L’idée d’être trop bien habillée ne l’avait pas traversée : ses vêtements se devaient d’être portés et l’extravaguance n’était même pas vraiment de mise. Le tailleur blanc Chanel était impeccable et les sabots noir faisaient un parfait rappel au crop top en dentelle qui dévoilait sa gorge mais couvrait sa poitrine et le haut de son ventre. Doucement, elle pousse sur ses phalanges pour les faire craquer alors qu’elle prend place à la table numéro 7. Pas un chat, pas l’ombre d’un ragondin ni d’une souris. En dehors d’elle.
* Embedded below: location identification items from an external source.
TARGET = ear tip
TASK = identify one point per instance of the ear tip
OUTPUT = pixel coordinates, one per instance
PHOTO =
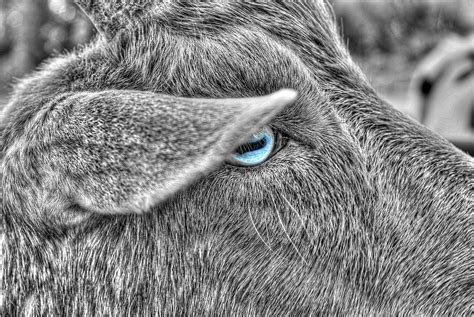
(85, 4)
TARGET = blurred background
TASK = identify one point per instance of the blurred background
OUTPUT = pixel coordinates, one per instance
(405, 47)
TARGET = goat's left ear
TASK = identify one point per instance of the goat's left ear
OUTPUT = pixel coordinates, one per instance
(110, 16)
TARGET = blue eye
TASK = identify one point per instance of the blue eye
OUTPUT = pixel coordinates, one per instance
(256, 150)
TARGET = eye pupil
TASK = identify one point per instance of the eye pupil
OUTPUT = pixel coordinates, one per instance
(253, 146)
(257, 150)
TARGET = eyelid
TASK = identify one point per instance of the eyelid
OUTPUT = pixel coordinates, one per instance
(247, 155)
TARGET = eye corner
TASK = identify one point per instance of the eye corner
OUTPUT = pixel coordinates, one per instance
(259, 148)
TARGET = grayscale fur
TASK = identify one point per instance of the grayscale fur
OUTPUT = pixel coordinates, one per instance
(117, 199)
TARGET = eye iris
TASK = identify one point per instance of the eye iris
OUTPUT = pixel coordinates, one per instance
(257, 150)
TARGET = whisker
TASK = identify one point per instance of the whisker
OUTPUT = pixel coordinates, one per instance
(258, 233)
(299, 217)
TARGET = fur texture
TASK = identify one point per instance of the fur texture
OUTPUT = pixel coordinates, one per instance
(363, 212)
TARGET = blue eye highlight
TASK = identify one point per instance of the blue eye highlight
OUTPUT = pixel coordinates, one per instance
(256, 150)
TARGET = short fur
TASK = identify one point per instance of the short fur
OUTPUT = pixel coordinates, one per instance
(364, 212)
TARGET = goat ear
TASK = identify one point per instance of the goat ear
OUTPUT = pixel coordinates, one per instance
(110, 16)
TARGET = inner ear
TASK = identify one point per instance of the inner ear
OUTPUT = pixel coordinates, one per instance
(111, 16)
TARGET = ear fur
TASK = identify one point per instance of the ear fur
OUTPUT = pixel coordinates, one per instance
(120, 152)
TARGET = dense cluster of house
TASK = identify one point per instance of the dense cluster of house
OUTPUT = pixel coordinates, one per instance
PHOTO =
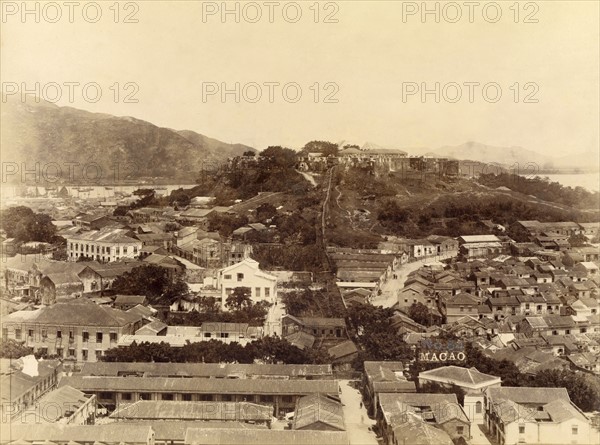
(382, 160)
(534, 303)
(166, 403)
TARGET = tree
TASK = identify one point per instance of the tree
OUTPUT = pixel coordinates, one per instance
(324, 147)
(582, 393)
(157, 283)
(13, 349)
(436, 388)
(180, 197)
(147, 198)
(578, 240)
(239, 299)
(277, 158)
(376, 335)
(420, 313)
(23, 224)
(392, 213)
(265, 211)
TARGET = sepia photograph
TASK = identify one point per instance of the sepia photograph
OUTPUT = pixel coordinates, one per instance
(354, 222)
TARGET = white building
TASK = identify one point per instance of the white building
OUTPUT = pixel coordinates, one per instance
(247, 274)
(108, 244)
(536, 416)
Son museau se redresse vers la salle, cherchant du regard la fameuse loterie qu’on lui avait vendue. Celle pour laquelle elle s’était présentée. Parce que c’était toujours de ça qu’il s’agissait n’est-ce pas ? La naiveté n’ayant de compétition que dans ses troubles de la concentration, elle fouilla son sac pour pousser de côté le paquet qu’il contenait afin d’attraper son téléphone et de prendre une photo des environs. La décoration était assez impressionnante, comme si toutes les lumières se réfléchissaient dans milles joyaux.
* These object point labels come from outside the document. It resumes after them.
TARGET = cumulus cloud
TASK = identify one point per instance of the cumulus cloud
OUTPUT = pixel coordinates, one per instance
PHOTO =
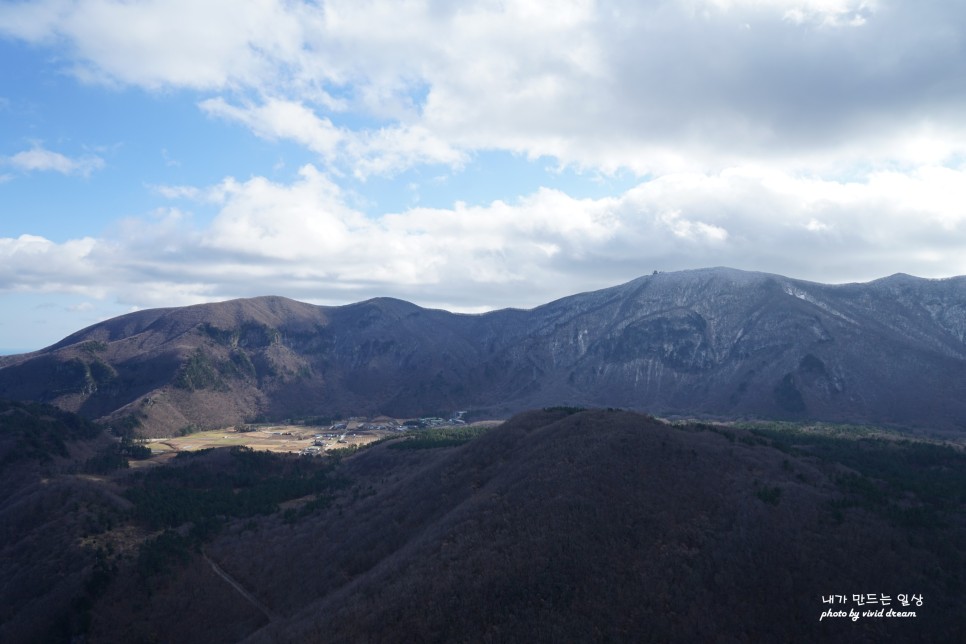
(301, 239)
(655, 87)
(823, 139)
(38, 159)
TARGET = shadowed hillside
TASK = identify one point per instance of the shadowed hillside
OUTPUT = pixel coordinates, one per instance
(558, 525)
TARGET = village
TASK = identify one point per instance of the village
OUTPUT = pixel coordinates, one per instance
(297, 437)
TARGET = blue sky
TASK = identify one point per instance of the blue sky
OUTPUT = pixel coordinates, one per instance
(466, 156)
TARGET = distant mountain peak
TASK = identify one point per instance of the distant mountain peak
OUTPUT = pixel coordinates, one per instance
(717, 342)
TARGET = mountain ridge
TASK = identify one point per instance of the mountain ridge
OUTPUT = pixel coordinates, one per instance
(715, 342)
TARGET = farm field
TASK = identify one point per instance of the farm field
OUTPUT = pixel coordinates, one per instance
(273, 438)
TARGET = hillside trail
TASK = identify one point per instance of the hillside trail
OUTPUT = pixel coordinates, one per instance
(272, 617)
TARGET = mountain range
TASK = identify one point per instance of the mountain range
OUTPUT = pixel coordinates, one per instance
(713, 343)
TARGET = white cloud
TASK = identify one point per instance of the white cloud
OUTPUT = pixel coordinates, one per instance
(655, 87)
(382, 151)
(38, 159)
(302, 240)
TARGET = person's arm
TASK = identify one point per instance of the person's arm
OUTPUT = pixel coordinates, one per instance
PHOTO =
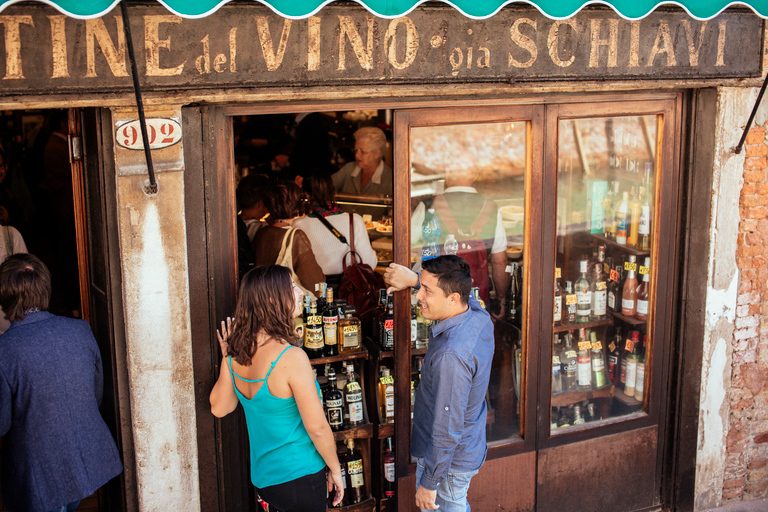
(304, 263)
(304, 388)
(452, 382)
(5, 405)
(397, 277)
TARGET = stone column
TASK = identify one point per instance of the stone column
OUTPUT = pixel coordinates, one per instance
(153, 257)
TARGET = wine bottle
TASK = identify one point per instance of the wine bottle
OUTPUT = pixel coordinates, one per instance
(356, 474)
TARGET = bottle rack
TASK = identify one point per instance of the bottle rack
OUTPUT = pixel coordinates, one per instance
(362, 434)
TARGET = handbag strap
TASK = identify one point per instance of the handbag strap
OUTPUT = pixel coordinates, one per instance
(357, 258)
(330, 227)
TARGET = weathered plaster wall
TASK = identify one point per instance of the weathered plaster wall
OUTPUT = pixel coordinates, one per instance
(153, 254)
(734, 356)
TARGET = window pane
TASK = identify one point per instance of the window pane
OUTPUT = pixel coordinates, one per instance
(606, 170)
(467, 197)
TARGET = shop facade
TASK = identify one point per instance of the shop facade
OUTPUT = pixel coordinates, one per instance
(566, 112)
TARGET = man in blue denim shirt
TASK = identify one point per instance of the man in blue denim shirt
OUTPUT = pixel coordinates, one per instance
(448, 436)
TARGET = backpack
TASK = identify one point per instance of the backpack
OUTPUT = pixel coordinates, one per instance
(360, 284)
(471, 247)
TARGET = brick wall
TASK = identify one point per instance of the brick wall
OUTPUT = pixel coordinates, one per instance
(746, 474)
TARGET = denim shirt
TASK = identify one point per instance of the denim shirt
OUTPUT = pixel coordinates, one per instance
(449, 415)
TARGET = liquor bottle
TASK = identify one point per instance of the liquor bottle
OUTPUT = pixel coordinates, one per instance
(334, 407)
(623, 220)
(634, 210)
(568, 362)
(629, 292)
(614, 291)
(599, 287)
(451, 246)
(583, 294)
(388, 461)
(313, 328)
(386, 338)
(644, 225)
(349, 332)
(430, 232)
(380, 310)
(640, 381)
(386, 395)
(558, 316)
(557, 383)
(330, 324)
(353, 398)
(642, 291)
(633, 356)
(414, 322)
(614, 358)
(584, 362)
(356, 489)
(599, 379)
(570, 304)
(609, 224)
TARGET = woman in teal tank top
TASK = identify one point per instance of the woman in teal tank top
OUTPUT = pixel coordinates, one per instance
(291, 443)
Vani avait encore perdu le sens de ses priorité, se tordant sur son siège pour essayer de prendre une vidéo de l’endroit, pivotant doucement sur son siège pour finalement rencontrer un torse inconnu. Rougissante, elle relève le téléphone avec la caméra et se contente de rire doucement.
« Oh, bonsoir. Désolée » Elle coupe l’enregistrement un instant, reposant l’iphone sur la serviette près d’elle.
« Je… Vous avez le 7 aussi ? » Quitte à avoir l’air de ne pas savoir agir en société, autant avoir les informations utiles au bon déroulement de la soirée.